En esta pandemia única en la historia de Chile, y aún en sus comienzos, es probable que veamos lo mejor y lo peor del ser humano. Hay tiempo. Como en todas las crisis, pero sospecho que todos terminaremos siendo más humildes. De eso estoy seguro.

¿Qué nos queda? Ser positivos, pensar en que para todos esta es una época nueva, complejísima, de alto riesgo y que pone a prueba todas nuestras capacidades y respuestas, partiendo, como es obvio por el sistema de salud. Por eso creo que debemos cambiar radicalmente nuestra actitud de permanente crítica e inconformismo por una de comprensión y colaboración. Entender que a medida que pasen los días la preocupación e incertidumbre crecerán y nuestra sensación de fragilidad aumentará. Sin embargo, para los cristianos nos queda lo más significativo y tranquilizador que es confiar en la protección del Espíritu Santo, sintiendo su seguridad y amor. Hacemos todo cuanto debemos y nos entregamos. En paz.

Rodrigo Silva


EL MUNDO AL REVÉS

Hace unos días cayó en mis manos un artículo del diario El País, España, que decía con mayor elocuencia y extensión algo como lo siguiente.
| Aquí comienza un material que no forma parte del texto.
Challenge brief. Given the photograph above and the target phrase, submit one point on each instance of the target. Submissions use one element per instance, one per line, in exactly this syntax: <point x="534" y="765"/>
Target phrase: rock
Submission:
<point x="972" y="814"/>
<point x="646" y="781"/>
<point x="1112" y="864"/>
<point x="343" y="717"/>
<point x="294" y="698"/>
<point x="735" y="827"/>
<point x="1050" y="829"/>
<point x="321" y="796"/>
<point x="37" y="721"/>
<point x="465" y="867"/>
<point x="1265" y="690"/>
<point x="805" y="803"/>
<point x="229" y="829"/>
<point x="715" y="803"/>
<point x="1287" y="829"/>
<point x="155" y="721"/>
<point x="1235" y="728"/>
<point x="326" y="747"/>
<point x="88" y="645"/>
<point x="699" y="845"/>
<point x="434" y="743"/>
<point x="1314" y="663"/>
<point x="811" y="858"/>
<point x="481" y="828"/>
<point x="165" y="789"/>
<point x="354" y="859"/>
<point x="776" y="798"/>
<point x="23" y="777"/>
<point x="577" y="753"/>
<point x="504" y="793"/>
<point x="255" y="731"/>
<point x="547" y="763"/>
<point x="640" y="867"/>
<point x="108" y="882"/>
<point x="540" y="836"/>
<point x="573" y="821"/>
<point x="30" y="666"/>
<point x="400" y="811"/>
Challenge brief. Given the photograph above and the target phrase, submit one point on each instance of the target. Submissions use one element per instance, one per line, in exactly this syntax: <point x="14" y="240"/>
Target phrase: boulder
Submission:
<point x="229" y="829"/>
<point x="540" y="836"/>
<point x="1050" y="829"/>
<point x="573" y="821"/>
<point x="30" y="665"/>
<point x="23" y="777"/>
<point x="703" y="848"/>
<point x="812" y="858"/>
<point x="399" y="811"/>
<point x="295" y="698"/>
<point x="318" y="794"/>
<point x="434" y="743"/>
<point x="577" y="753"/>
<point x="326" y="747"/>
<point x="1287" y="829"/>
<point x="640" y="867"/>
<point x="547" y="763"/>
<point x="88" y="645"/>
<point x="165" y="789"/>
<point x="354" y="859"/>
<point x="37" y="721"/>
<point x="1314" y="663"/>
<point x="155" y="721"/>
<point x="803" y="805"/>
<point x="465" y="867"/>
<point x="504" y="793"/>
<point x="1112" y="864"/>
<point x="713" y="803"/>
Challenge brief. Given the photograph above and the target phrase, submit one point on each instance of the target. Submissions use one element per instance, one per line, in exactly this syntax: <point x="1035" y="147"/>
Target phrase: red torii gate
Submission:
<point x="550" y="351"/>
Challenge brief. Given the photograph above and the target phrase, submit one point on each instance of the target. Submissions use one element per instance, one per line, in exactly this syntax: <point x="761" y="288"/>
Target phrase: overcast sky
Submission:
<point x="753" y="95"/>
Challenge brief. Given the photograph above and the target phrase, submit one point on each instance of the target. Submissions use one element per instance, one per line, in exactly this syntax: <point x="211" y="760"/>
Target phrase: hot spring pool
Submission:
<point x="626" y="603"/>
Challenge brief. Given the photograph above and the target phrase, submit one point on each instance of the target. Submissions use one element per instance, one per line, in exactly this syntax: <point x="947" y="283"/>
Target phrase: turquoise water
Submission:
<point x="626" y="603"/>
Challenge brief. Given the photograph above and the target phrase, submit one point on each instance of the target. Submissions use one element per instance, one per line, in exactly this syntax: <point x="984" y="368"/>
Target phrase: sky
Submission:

Imaginemos que el temor a la progresión del coronavirus llega al punto de que multitudes de europeos tratasen de emigrar al norte de África, en donde el calor habitual impide la propagación del virus. La desesperación impulsaría a franceses, italianos, españoles, alemanes, familias enteras, a hacerse a la mar hasta en balsas improvisadas o lanchones en desuso. Entonces los africanos, a la defensiva, podrían tratar de impedir su entrada mediante mallas electrificadas, guardias armados y hasta con balazos a los más osados… El mundo al revés. 

Andrés Opazo


TEMA DE CONCIENCIA

“Alguna cosa va muy mal en nuestro mundo cuando nos alarmamos por el covid-19 y, por el contrario, ni nos inmutamos por la muerte de decenas de miles de personas cada día”.

Manos Unidas, España. Al comunicar que en el mundo mueren diariamente 24.000 personas por hambre; 8.000 niños.